When young people work for these VC darlings under such rotten terms, they’re devaluing their votes. When they show unreasonable (and historically refuted) trust in corporate management by refusing to organize their labor, they are (likewise) devaluing not only their political pull, but the credibility and leverage of their profession. That’s something we, as a group, can change. We probably can’t fix the way startups are financed in the next year; maybe, if we play our local politics right and enhance our own status and credibility, we’ll have that power in ten. We can start to clean up our own backyards, and we should. 
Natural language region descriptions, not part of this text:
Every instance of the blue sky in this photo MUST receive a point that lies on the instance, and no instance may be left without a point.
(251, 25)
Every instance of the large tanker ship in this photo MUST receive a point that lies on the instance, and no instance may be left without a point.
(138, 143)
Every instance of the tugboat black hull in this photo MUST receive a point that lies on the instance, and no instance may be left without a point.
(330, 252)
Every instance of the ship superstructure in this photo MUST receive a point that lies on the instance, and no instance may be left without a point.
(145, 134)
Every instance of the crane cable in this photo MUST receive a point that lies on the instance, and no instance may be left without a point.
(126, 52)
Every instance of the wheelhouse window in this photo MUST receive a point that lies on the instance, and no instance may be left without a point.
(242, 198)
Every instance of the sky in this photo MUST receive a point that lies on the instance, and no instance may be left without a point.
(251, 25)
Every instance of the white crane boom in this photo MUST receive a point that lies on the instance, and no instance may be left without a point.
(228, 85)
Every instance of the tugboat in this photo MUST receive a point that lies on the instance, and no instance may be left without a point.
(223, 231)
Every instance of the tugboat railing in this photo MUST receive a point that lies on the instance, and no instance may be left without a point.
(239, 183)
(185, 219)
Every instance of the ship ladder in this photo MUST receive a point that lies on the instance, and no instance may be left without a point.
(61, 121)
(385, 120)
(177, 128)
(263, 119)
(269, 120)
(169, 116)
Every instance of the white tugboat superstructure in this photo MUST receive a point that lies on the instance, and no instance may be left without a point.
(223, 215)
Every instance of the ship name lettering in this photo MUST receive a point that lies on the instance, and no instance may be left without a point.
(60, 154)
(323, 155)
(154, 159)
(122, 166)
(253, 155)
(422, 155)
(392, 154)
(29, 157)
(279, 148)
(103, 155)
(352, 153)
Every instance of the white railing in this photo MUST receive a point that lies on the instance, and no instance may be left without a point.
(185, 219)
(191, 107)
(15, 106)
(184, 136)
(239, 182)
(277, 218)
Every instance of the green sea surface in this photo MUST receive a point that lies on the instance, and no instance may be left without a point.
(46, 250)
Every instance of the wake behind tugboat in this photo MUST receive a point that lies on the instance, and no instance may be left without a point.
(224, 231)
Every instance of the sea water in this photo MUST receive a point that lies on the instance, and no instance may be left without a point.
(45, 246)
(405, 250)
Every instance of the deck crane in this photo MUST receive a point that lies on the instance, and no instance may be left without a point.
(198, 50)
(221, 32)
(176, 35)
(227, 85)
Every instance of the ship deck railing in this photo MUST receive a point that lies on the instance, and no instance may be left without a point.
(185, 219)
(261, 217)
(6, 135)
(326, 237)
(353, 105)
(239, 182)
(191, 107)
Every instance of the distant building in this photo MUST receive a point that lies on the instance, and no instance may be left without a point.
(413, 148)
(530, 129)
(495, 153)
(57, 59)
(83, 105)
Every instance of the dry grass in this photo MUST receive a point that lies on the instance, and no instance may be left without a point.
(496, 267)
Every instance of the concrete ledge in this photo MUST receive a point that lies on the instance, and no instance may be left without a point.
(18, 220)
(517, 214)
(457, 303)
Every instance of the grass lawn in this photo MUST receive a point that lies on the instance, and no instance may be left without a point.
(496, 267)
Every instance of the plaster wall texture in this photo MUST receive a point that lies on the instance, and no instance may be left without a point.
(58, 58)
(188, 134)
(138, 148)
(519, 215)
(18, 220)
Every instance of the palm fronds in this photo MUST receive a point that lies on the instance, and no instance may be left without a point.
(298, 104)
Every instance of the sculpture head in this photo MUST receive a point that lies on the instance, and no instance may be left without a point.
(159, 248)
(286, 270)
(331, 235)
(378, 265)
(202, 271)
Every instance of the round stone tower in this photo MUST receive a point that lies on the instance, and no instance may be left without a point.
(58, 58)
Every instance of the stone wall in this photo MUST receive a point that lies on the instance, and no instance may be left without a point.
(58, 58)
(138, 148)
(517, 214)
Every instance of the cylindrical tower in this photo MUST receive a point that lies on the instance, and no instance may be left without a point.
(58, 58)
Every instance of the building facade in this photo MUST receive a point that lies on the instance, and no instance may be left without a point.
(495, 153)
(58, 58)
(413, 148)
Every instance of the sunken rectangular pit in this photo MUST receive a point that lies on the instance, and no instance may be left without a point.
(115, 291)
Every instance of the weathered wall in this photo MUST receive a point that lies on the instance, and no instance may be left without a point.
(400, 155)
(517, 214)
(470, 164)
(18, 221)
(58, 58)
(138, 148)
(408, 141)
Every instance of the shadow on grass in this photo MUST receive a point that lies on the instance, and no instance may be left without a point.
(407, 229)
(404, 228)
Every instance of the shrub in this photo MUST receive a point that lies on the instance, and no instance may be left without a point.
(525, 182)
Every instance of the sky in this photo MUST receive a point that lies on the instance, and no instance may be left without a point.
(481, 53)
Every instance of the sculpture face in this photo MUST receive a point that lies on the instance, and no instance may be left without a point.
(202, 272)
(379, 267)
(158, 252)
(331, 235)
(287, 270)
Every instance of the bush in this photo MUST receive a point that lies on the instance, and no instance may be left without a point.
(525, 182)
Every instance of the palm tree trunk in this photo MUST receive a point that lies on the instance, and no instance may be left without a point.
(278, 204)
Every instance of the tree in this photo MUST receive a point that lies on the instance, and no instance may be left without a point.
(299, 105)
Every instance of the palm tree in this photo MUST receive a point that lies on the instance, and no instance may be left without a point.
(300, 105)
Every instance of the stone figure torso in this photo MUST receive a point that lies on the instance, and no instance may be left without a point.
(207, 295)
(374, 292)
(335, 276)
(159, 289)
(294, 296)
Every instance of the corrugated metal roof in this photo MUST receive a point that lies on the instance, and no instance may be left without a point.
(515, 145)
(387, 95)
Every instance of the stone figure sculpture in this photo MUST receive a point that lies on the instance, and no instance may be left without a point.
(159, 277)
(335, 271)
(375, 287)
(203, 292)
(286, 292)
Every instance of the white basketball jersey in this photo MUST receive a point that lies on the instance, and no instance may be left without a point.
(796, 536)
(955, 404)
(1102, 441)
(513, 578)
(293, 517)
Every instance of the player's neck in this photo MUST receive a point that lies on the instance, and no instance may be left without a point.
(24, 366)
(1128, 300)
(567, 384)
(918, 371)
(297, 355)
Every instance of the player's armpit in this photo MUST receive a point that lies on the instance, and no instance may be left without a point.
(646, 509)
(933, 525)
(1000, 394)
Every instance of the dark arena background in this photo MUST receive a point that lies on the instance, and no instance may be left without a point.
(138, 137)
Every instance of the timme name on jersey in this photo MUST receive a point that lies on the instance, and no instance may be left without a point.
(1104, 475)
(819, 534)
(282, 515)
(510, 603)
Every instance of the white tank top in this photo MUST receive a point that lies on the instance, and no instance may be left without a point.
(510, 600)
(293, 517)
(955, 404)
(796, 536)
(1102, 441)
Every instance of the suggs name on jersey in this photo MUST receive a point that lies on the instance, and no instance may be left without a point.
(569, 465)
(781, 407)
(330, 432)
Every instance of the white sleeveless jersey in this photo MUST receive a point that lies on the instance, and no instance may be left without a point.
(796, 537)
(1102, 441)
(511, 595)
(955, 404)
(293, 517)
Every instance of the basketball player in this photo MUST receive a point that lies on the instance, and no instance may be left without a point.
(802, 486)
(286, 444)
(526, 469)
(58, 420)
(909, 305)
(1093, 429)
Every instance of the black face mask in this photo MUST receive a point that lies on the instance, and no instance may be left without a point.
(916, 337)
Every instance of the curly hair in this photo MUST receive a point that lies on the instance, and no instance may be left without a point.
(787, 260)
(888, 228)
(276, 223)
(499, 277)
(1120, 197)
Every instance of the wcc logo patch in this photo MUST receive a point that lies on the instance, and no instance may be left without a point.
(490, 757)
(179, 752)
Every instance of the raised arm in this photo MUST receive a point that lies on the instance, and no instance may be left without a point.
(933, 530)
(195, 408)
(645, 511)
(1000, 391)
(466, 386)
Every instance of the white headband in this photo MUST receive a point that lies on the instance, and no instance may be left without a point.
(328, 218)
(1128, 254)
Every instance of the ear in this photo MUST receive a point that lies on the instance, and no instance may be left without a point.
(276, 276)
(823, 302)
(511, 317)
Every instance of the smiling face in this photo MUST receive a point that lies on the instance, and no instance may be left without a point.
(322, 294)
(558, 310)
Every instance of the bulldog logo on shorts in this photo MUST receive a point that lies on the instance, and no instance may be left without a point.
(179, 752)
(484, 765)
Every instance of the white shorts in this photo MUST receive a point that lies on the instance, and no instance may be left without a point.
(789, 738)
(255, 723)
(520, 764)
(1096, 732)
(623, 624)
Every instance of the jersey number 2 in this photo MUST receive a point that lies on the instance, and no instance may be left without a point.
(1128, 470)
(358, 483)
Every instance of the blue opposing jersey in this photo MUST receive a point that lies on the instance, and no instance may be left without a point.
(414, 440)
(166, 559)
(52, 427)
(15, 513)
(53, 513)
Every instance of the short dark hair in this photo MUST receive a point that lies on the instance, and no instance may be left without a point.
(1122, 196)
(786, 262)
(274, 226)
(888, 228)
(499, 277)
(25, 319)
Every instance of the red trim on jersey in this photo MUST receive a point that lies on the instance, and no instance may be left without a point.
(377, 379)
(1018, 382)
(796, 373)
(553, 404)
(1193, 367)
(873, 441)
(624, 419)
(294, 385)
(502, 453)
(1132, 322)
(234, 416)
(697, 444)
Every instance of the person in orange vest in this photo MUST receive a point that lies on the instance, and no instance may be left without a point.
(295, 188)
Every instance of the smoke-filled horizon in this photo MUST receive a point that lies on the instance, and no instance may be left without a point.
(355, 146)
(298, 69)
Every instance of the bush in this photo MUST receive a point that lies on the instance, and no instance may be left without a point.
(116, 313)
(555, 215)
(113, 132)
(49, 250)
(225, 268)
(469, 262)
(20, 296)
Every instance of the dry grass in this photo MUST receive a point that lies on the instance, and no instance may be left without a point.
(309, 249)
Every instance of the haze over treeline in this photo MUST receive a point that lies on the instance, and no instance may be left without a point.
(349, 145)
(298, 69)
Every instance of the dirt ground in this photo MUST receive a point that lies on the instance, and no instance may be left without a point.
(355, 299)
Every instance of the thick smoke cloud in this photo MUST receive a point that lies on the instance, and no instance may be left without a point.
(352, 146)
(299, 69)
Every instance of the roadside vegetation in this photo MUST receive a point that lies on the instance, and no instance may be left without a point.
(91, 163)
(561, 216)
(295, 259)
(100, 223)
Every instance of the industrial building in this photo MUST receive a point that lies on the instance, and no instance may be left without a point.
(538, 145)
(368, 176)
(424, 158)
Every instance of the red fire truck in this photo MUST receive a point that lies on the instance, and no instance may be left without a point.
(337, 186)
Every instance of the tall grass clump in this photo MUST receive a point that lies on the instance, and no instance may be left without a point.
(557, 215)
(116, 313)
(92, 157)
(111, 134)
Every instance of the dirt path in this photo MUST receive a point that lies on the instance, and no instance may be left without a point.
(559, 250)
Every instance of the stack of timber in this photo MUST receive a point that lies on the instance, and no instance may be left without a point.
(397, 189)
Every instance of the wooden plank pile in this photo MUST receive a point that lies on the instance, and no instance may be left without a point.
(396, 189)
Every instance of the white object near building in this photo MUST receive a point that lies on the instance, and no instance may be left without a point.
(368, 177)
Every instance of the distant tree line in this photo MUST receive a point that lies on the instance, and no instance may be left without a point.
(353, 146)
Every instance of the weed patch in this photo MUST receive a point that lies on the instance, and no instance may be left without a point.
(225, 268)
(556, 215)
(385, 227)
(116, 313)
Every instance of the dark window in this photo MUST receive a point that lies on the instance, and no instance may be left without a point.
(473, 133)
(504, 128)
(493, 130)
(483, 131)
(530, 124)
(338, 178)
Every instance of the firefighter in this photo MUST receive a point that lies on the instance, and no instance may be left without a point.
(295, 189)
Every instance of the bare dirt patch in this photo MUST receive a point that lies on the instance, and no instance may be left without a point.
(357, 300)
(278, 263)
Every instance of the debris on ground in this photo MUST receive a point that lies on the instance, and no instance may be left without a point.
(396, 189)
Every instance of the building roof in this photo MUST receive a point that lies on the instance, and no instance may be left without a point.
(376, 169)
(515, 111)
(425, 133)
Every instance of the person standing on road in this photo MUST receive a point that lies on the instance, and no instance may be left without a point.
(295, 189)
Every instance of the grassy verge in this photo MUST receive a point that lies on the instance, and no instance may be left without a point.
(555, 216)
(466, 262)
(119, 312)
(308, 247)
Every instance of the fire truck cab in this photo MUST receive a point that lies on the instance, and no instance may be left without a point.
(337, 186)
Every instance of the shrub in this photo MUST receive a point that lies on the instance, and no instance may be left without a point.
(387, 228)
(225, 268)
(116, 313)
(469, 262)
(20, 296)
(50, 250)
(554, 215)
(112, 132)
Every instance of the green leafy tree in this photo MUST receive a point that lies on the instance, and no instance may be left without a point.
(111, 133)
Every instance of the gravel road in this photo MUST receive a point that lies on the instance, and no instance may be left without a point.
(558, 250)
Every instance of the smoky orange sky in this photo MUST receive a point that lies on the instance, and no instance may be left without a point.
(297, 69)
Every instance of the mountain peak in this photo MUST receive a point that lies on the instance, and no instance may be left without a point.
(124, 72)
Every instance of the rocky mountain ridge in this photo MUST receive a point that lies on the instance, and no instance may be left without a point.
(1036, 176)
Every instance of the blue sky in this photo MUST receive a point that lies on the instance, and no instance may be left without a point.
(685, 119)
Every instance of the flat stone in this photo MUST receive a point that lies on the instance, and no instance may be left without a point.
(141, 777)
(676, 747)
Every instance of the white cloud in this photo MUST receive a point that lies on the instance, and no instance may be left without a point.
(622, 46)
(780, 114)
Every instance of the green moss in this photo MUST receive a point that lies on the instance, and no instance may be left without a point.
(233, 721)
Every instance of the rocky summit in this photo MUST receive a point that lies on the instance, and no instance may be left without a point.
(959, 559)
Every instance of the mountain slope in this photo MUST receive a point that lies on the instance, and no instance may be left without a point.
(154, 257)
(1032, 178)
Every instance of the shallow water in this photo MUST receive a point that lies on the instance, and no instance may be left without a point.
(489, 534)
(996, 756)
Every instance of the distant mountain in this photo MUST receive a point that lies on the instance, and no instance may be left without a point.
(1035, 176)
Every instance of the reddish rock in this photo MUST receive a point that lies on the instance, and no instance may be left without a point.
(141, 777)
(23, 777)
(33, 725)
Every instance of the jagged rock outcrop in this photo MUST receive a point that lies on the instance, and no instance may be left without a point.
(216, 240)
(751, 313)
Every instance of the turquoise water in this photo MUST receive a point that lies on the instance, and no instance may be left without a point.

Sadly, talent does need access to capital, more than capital needs talent. The pressing needs of the day have given capital, for over a century, that basic supremacy over labor: “you need to eat, I can wait.” But does talent need access to a specific pool of capital controlled by narcissists living in a few hundred square miles of California office park? No, it doesn’t. We need money, but we don’t need them. On the other hand, if the passive investors who provide the capital that fuels their careers even begin to pay the littlest bit of attention, the VCs will need us. After all, it’s the immense productive capacity of what we do (not what VCs do) that gives venture capital the “sexiness” that excuses its decade-plus of mediocrity. Their ability to coast, and to fund suboptimal founders, rests on the fact that no one is paying attention to whether they do their jobs well, the assumption being that we (technologists) will stay on their manor, passively keeping our heads down and saying, “politics is someone else’s job; I just want to solve hard problems.” As long as we live on the VCs’ terrain, there is no way for passive investors to get to us except through Sand Hill Road. But there is no reason for that to continue. We have the power to spot, and to vote against, bad companies (and terrible products, and demoralizing corporate cultures) as and before they form. And we ought to be using it. As I’ve said before, we as software engineers and technologists have to break out of our comfort zones and (dare I say it?) get political.